An example of the centre’s surgical rooms.

Holovashchenko, explained certain injured personnel had to wait many hours or even multiple days before they could be transported due to the danger of air assaults. “We had a pair of critically ill casualties who came at the early hours. It was necessary to carry out a removal of both limbs on one of them. His bleeding control device had been applied for such an extended period there was no alternative.” What is his method with traumatic surgeries? “I’ve been medicine for two decades. One must focus,” he said.
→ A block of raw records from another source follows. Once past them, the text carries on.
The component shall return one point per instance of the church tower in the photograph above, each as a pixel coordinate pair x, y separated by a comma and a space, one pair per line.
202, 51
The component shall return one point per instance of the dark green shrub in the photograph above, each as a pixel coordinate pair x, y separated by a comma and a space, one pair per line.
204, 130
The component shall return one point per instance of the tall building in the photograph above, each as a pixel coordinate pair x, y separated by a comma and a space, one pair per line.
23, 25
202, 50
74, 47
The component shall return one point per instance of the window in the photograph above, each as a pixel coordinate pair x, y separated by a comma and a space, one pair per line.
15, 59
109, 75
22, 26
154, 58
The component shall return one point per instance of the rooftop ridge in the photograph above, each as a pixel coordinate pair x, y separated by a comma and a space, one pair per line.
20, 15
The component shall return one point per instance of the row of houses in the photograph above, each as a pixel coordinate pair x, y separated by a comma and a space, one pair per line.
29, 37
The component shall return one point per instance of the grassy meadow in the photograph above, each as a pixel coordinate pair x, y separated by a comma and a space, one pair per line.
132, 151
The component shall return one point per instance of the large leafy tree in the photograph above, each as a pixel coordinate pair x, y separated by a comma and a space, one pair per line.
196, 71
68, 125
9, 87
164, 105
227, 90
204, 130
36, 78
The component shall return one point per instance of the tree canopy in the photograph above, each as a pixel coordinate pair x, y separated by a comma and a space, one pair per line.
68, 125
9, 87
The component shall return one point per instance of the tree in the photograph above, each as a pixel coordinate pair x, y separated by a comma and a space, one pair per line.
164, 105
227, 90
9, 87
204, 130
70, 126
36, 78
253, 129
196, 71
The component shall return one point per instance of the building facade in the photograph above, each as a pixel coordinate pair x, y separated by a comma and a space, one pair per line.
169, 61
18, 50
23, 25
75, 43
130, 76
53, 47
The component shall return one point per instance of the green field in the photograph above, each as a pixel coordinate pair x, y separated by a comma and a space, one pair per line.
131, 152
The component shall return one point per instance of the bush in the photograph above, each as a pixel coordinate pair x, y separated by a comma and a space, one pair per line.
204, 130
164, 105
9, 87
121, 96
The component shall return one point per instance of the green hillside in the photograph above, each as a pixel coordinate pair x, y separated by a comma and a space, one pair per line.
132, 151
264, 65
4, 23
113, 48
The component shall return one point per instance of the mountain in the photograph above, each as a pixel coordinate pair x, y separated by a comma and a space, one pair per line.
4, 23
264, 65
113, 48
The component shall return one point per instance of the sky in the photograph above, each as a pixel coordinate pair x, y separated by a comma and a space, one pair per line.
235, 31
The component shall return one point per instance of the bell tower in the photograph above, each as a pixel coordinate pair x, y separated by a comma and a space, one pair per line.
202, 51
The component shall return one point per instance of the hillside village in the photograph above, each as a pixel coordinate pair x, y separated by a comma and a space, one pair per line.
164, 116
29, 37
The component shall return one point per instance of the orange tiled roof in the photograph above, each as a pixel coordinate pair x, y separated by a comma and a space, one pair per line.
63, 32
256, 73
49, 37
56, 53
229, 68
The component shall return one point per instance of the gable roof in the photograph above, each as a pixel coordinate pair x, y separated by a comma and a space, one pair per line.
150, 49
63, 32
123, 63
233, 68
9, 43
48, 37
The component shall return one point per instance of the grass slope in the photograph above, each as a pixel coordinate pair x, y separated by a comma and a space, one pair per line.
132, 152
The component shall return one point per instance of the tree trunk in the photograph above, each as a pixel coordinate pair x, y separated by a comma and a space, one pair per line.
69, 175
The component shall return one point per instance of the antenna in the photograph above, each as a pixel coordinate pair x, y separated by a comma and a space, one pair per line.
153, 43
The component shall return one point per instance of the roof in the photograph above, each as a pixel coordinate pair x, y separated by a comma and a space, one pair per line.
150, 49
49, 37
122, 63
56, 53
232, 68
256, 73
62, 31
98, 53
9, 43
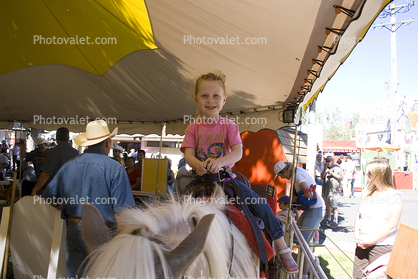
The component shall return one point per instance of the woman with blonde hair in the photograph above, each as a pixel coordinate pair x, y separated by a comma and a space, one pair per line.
378, 216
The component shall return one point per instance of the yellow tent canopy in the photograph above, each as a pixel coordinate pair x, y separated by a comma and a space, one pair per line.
142, 56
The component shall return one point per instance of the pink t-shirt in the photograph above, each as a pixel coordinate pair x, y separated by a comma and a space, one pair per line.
211, 139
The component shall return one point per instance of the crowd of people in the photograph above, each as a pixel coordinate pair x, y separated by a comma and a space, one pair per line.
379, 210
209, 146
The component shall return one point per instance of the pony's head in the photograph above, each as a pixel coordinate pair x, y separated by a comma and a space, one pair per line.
188, 237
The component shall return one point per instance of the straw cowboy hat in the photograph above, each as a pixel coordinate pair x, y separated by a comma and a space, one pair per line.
96, 131
40, 141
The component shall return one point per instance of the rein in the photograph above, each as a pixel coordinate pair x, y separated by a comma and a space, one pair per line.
210, 179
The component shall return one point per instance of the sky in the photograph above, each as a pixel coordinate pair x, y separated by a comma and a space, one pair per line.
360, 80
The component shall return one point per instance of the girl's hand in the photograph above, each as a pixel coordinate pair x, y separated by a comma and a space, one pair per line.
213, 165
308, 195
201, 168
364, 243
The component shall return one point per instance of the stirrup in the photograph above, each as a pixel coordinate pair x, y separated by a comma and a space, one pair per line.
286, 264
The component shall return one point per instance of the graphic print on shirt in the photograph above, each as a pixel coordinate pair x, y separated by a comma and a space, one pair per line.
214, 149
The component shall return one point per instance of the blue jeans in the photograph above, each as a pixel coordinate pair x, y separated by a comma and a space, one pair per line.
263, 210
310, 219
76, 250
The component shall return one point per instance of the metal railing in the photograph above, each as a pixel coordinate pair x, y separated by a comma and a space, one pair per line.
305, 253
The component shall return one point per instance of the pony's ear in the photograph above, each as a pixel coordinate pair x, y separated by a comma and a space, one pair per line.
190, 247
93, 228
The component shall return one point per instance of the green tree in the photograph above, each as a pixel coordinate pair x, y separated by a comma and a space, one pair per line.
337, 125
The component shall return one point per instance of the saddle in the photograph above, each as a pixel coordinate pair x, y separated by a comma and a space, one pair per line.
239, 212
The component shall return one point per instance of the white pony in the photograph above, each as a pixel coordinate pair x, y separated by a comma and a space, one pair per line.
164, 242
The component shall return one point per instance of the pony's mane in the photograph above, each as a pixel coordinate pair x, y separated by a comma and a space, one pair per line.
134, 252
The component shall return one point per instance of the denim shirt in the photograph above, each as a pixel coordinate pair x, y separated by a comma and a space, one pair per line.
92, 178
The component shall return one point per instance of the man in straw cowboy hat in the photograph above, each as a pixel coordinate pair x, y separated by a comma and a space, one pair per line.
93, 178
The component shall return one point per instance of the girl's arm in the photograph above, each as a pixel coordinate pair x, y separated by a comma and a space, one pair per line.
395, 211
214, 165
189, 154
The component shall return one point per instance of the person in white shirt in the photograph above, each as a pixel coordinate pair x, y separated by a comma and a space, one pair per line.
348, 168
378, 216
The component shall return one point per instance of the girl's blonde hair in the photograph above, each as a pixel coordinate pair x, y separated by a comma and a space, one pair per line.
380, 176
215, 76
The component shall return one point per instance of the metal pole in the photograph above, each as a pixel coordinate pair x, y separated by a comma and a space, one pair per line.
394, 82
289, 220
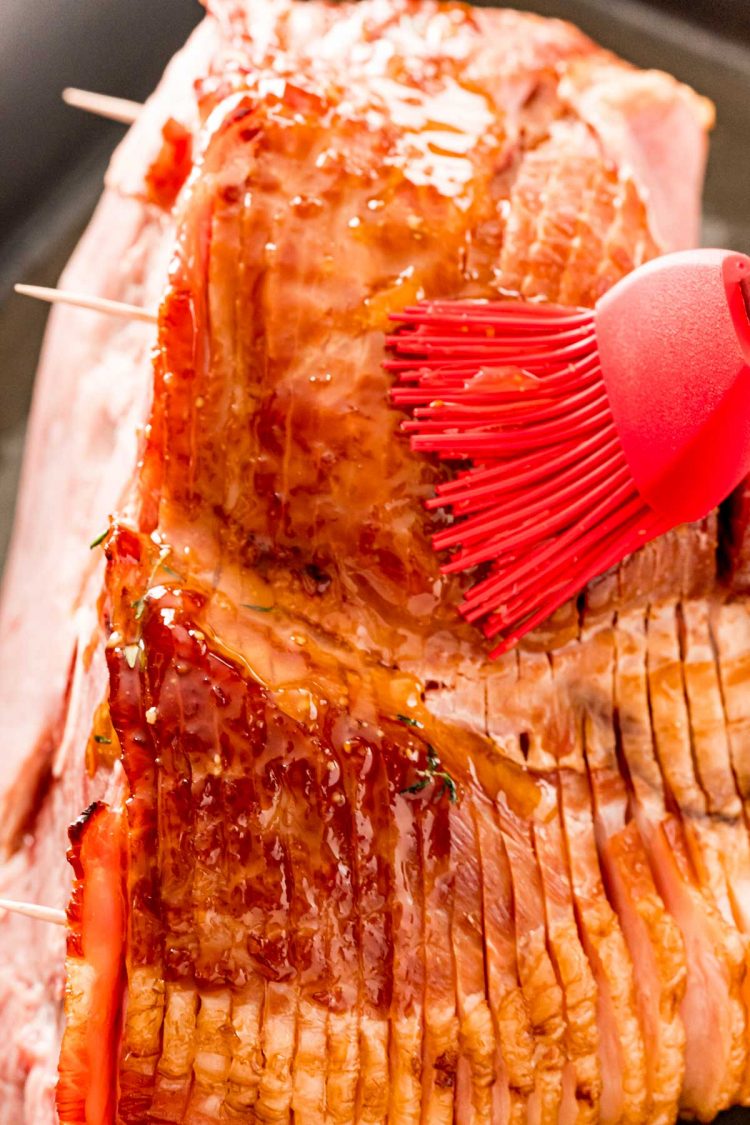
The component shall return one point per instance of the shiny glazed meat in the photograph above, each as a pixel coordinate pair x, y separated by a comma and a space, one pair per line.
368, 874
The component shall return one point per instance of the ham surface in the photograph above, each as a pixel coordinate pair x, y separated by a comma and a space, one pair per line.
353, 871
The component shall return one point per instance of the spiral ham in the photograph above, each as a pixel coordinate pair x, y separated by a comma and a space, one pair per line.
363, 874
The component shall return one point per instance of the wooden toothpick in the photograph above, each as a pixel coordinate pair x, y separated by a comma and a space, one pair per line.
116, 109
30, 910
82, 300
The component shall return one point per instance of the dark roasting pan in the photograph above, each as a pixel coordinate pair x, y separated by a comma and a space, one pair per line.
54, 158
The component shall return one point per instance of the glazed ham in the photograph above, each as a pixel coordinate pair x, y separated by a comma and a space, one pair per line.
342, 867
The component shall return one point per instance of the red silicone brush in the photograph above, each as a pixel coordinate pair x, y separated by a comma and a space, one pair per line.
584, 433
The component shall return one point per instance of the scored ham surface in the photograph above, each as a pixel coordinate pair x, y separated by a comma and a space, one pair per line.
369, 875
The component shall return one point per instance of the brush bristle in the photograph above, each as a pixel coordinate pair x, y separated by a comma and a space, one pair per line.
545, 500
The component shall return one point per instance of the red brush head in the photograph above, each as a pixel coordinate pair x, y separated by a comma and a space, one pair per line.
674, 342
580, 434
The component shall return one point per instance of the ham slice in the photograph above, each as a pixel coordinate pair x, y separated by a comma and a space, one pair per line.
367, 875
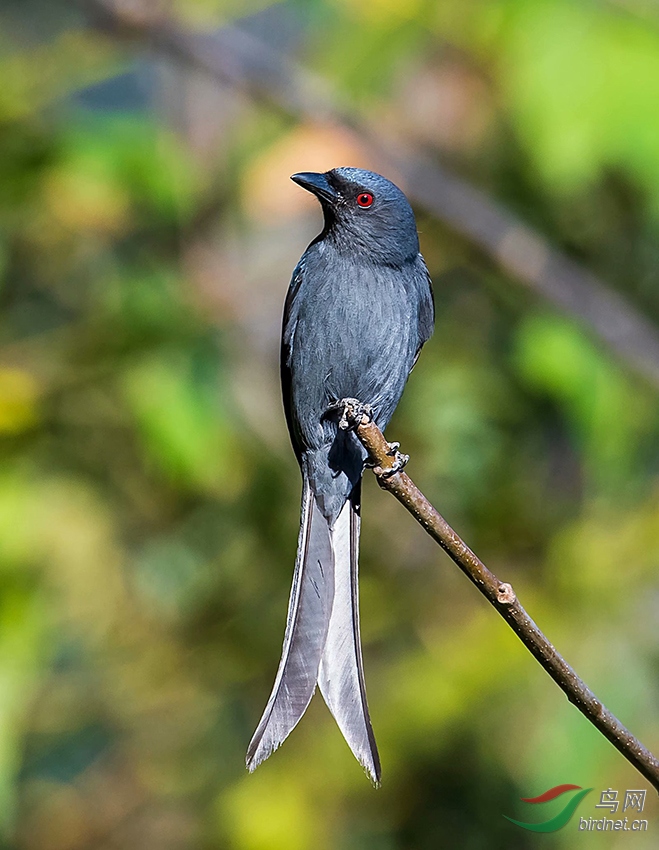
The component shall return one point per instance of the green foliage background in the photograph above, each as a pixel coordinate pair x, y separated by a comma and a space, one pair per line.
148, 494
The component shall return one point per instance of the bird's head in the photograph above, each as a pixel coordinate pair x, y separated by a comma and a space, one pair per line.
364, 212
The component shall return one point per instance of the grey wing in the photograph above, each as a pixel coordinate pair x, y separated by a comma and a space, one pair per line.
426, 303
289, 324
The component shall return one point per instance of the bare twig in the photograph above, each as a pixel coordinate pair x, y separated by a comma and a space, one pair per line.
237, 59
500, 594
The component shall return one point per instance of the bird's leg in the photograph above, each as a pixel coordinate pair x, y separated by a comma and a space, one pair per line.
353, 413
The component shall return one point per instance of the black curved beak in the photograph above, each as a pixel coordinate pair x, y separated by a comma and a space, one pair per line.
317, 184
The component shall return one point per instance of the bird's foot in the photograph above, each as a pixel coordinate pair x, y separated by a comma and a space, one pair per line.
353, 413
400, 462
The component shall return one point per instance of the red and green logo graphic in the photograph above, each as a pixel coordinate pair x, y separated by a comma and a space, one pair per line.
559, 820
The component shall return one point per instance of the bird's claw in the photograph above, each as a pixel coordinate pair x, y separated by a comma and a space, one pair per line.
400, 462
353, 413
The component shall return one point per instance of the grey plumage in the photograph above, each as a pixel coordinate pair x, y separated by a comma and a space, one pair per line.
357, 312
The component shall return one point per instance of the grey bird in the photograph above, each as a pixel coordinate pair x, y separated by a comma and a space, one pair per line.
359, 308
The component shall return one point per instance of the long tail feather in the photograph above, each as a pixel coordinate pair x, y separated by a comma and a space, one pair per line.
306, 629
341, 674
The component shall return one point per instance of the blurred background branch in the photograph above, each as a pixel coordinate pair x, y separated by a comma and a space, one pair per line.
238, 59
149, 499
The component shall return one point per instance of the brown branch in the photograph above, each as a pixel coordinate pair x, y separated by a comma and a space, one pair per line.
245, 63
500, 594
Orderlies transported the soldier up the passage and into an ambulance. The vehicle was parked under a bush. He and the two other military members were transferred to the urban center of a major city for additional medical care. The subterranean medical team took a break. The facility's orange feline, Vasilevs, walked up to the doorway to await the incoming patients. “We are open 24 hours a day,” Holovashchenko stated. “The work is continuous.”

Richard Watson
Richard Watson

A seasoned software engineer and tech writer passionate about open-source projects and modern web development.